Ever notice which college departments never go on the chopping block?

The recent ouster of Theresa Sullivan from the presidency of the University of Virginia appears to have been at least in part the result of her unwillingness to cut academic programs according the prevailing utilitarian calculus popular among some. Here is part of the Washington Post report:
Besides broad philosophical differences, they had at least one specific quibble: They felt Sullivan lacked the mettle to trim or shut down programs that couldn’t sustain themselves financially, such as obscure academic departments in classics and German.
Classics and German "obscure"? Classics used to be all universities did. No wonder higher education is in the state it is in.
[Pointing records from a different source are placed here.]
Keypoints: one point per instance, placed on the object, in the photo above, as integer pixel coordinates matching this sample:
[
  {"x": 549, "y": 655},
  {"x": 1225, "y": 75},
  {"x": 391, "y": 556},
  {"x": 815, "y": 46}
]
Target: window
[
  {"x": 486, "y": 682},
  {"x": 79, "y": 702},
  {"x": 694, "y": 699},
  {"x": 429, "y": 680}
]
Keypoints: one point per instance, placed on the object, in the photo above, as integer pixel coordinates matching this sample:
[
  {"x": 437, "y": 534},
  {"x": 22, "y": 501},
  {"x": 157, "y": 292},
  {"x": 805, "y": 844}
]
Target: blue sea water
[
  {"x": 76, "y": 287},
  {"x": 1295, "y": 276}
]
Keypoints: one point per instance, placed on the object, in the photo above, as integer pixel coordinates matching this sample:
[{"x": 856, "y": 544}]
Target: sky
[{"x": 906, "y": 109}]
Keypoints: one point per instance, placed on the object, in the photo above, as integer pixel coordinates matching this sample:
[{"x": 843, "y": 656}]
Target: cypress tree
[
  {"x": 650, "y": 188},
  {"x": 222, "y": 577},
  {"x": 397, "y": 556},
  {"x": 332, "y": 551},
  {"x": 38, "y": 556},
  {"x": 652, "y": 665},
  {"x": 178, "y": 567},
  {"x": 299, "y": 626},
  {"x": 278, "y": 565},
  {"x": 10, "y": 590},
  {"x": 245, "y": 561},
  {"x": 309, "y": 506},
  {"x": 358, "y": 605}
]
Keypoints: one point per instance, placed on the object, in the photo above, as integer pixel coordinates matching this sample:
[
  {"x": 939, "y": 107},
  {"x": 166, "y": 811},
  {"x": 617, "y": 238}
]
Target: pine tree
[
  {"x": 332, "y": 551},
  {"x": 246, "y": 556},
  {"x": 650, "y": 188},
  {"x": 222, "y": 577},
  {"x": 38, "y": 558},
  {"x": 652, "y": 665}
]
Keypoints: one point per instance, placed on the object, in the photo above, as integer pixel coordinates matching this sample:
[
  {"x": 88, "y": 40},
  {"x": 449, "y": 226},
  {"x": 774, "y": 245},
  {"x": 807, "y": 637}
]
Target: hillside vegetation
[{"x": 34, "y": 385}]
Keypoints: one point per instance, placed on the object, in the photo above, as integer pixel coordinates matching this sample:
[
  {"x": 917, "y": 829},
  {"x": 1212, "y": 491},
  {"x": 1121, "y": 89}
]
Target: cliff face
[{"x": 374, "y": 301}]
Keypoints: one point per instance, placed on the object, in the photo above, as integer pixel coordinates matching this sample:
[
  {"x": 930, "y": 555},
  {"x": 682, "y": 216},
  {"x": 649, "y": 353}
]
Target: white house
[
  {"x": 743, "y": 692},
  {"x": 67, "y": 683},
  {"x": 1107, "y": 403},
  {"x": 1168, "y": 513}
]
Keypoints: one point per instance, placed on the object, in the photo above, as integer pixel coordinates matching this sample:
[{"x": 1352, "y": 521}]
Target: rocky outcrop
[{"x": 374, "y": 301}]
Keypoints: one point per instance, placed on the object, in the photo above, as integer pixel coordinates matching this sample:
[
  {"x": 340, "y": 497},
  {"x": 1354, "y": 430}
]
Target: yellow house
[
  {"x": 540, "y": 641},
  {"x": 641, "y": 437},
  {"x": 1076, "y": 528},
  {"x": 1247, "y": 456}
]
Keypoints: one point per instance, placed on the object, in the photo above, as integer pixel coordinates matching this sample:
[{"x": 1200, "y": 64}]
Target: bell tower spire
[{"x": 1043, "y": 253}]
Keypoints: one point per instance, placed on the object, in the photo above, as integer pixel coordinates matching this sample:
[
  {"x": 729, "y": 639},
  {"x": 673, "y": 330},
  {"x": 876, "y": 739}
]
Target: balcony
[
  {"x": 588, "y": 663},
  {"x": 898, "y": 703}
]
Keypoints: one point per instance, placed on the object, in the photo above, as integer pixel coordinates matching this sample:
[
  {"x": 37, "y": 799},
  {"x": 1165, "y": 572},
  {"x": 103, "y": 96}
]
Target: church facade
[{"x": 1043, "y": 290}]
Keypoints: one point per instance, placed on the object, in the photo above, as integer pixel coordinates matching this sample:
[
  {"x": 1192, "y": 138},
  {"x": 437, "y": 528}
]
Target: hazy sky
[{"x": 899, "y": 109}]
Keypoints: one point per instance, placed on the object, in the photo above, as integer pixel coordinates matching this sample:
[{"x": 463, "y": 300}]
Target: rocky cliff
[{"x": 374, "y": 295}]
Oh, and did you ever notice that when the Sophisters and Calculators go talking about cutting academic departments that don't pay their way, they always target philosophy or (I'm thinking Florida here) anthropology--and now classics and German? Have you ever heard them talk about cutting, say Black Studies or Women's and Gender Studies?

Funny how that works.


Seamus said...

Even today, section 23-63 of the Code of Virginia provides: "The following branches of learning shall be taught at the University: the Latin, Greek, Hebrew, French, Spanish, Italian, German, and Anglo-Saxon languages; the different branches of mathematics, pure and physical; natural philosophy, chemistry, mineralogy, including geology; the principles of agriculture; botany, anatomy, surgery, and medicine; zoology, history, ideology, general grammar, ethics, rhetoric, and belles lettres; civil government, political economy, the law of nature and of nations and municipal law."

This provision is derived from the 1819 "Act for establishing a University," in which the General Assembly brought Mr. Jefferson's vision to life.

You'll notice, by the way, that that list of subjects doesn't include anything about business administration.

Martin Cothran said...



Lee said...

What!? No Dept. of Urban Studies?

Anonymous said...

How about a Womens' Study degree in German? Rigor!

Art said...

zoology, history, ideology, general grammar, ethics, rhetoric, and belles lettres;

Interesting that the study of animals would be included in the list of subjects that encompass the essence of being human.